= Te Aue Davis =

New Zealand Māori weaver

Te Aue Takotoroa Davis (1 September 1925 – 28 November 2010), also known as Daisy Davis, was a key figure in the Māori renaissance in the field of weaving. Born and raised near her ancestral marae Tokikapu in Waitomo, of Ngati Uekaha and Maniapoto descent, she received early grants from the Council for Maori and Pacific Arts and Department of Labour to fund her work.

Davis worked in the conservation of te Reo as a taonga, for the Department of Survey and Land Information. She worked on a Polynesian language oral history map that traced migration routes across the Pacific through the naming of places, plants and animals. She was also a member of the Cultural Conservation Advisory Council (a council that existed from 1987–1991 to "guide and facilitate collection conservation and the training of personnel through funding allocation and the provision of policy advice").

Davis never formally learned to weave, but said "you retain what you learn when you learn through working with the material. My interest started with one or two of our own family cloaks. Then from that came the realisation that there were a whole lot of fibre things that needed restoration, particularly on marae, such as the whariki and old kete that people hold dear."

A rain cape made by Davis in the collection of Te Papa was worn by the Crown Princess Masako of Japan on a visit to New Zealand in 2002.

Davis and Rānui Ngārimu, with the assistance of Jane Morgan, Kelly Walker, Iri Morunga and Delphina Te Tai, wove Te Māhutonga (the Southern Cross). Te Māhutonga is the cloak worn by the flag bearer of the New Zealand Olympic team. It took over seven months to make and includes kiwi, tīeke (saddleback), toroa (albatross) and kākāpō. Te Māhutonga was named by Dame Te Atairangikaahu.

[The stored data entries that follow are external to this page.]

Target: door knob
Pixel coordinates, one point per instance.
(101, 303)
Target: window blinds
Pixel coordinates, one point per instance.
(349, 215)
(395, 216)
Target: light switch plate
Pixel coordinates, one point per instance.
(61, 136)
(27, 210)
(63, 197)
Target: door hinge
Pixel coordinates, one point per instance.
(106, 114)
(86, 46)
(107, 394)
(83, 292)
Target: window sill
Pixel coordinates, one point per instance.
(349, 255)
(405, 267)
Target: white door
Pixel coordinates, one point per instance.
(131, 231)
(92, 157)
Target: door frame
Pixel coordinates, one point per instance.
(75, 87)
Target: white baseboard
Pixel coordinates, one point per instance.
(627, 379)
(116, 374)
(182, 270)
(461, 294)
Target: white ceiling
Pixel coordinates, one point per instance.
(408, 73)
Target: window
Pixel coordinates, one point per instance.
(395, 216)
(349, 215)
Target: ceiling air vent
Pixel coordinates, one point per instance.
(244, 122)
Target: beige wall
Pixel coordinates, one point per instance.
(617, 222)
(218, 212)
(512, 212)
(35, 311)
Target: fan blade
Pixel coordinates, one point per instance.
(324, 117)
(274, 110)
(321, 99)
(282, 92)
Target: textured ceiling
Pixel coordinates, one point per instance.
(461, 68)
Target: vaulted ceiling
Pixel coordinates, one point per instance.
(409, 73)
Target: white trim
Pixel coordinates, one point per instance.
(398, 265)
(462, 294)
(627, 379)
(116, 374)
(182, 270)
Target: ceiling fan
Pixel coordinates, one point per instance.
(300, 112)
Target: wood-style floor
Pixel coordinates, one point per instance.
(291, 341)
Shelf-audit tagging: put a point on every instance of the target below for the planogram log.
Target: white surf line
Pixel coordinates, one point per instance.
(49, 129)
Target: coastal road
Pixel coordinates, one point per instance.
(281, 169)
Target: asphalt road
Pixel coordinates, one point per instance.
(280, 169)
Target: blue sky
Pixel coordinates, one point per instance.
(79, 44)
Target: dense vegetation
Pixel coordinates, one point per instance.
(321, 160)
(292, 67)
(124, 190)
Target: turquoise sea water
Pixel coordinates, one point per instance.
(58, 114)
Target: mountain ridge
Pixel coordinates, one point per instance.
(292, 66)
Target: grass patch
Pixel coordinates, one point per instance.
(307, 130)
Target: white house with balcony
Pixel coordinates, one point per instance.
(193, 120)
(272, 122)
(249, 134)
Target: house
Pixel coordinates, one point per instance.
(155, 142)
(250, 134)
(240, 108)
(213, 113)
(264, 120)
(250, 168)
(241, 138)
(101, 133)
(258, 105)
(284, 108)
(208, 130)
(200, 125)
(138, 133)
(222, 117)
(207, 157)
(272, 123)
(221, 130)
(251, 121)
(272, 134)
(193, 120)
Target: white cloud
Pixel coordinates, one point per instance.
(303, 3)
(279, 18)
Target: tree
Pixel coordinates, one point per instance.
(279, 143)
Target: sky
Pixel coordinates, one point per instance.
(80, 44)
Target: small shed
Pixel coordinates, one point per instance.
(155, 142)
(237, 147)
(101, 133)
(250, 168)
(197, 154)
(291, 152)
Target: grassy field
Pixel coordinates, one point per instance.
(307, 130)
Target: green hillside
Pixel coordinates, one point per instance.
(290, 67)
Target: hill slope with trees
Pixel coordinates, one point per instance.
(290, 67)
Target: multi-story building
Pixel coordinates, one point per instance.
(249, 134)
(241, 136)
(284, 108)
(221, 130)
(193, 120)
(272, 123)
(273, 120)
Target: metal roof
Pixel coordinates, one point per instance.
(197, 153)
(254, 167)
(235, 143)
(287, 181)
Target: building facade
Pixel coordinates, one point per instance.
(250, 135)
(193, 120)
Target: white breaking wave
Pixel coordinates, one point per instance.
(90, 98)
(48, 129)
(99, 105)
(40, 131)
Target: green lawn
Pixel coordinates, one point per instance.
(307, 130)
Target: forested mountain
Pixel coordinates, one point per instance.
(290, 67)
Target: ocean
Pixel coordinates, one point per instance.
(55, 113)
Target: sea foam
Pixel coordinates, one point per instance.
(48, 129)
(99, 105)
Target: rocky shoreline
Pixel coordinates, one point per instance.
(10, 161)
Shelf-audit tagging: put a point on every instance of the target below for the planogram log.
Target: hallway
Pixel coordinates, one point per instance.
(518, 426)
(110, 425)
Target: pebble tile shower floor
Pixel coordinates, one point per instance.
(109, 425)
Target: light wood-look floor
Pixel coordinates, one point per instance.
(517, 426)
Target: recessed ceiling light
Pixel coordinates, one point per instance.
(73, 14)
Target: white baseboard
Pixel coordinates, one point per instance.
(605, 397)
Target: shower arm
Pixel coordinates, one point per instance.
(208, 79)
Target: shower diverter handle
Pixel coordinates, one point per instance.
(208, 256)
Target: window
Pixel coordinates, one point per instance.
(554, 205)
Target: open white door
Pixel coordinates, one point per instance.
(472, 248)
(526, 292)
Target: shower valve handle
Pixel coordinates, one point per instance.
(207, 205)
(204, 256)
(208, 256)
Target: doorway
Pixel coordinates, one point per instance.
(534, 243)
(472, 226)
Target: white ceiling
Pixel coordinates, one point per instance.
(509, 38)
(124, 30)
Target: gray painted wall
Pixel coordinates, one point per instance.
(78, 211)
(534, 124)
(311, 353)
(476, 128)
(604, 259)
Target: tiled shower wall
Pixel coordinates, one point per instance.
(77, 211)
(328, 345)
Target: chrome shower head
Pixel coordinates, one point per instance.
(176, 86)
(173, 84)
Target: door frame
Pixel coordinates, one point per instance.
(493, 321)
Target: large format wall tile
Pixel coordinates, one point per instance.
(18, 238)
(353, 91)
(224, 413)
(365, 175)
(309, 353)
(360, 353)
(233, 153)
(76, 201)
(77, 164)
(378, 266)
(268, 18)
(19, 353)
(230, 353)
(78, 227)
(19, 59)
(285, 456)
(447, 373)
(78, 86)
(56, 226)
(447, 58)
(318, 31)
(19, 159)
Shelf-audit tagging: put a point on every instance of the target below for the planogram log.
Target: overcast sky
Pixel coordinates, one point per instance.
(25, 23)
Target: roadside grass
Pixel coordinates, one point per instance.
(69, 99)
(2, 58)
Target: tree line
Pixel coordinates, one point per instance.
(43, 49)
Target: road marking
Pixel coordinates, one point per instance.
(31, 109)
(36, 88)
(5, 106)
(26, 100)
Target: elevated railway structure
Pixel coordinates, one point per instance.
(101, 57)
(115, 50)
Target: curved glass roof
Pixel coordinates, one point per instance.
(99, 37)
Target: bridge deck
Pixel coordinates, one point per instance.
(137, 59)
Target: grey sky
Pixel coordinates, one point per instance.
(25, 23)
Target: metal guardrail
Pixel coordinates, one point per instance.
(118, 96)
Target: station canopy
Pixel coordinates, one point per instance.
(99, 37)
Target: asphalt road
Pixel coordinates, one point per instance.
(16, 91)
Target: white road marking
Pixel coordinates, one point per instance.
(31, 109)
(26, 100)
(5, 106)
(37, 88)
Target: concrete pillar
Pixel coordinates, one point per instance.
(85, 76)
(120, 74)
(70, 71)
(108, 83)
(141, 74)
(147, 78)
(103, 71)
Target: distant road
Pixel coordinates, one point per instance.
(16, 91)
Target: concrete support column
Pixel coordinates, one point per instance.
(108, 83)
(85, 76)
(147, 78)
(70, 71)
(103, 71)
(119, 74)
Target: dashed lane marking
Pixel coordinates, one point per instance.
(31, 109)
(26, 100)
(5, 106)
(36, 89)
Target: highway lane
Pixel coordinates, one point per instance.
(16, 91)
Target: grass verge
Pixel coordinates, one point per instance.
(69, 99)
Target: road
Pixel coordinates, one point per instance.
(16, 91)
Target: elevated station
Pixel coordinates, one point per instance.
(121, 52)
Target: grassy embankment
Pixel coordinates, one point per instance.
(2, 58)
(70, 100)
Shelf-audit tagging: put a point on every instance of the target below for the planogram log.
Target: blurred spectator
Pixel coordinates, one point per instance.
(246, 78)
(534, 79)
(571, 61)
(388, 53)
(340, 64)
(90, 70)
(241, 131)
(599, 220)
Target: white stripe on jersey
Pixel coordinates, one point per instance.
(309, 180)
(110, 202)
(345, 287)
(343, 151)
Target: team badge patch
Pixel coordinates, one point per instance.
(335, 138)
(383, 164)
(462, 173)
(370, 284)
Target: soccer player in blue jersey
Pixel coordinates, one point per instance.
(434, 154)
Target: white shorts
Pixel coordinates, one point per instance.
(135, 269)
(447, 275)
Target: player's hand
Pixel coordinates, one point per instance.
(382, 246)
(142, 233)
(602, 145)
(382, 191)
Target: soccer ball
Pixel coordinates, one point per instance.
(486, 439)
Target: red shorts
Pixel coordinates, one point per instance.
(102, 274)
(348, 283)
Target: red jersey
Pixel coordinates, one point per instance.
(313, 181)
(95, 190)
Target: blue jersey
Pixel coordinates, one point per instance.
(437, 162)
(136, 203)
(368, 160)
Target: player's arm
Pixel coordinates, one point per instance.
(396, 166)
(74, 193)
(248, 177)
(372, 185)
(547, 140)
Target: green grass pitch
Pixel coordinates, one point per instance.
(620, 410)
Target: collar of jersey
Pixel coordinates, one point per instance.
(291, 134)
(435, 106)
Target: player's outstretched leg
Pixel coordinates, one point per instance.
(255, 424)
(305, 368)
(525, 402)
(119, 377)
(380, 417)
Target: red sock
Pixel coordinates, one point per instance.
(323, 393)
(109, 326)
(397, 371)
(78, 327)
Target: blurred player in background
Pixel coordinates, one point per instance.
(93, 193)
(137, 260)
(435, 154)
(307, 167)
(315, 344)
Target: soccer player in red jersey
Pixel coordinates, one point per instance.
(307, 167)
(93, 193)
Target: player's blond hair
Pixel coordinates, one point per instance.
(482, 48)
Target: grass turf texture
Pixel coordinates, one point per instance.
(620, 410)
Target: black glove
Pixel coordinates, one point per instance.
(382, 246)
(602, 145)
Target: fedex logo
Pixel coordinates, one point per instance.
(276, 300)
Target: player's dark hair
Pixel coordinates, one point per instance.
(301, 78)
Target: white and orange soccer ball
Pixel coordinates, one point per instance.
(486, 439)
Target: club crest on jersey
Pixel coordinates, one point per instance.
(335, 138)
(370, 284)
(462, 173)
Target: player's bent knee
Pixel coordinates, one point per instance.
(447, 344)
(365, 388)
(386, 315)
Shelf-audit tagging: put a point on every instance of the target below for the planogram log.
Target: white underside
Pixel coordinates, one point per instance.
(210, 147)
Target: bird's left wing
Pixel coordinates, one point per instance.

In 1990, Davis was awarded the New Zealand 1990 Commemoration Medal, and in the 1993 Queen's Birthday Honours, she was appointed an Officer of the Order of the British Empire, for services to weaving and the community. In the 2005 Queen's Birthday Honours, she was appointed a Companion of the New Zealand Order of Merit, for services to New Zealand's heritage.

In 1986, she was awarded the inaugural Te Waka Toi supreme award, and in 2011 she was posthumously conferred an honorary Doctorate of Letters by the University of Canterbury.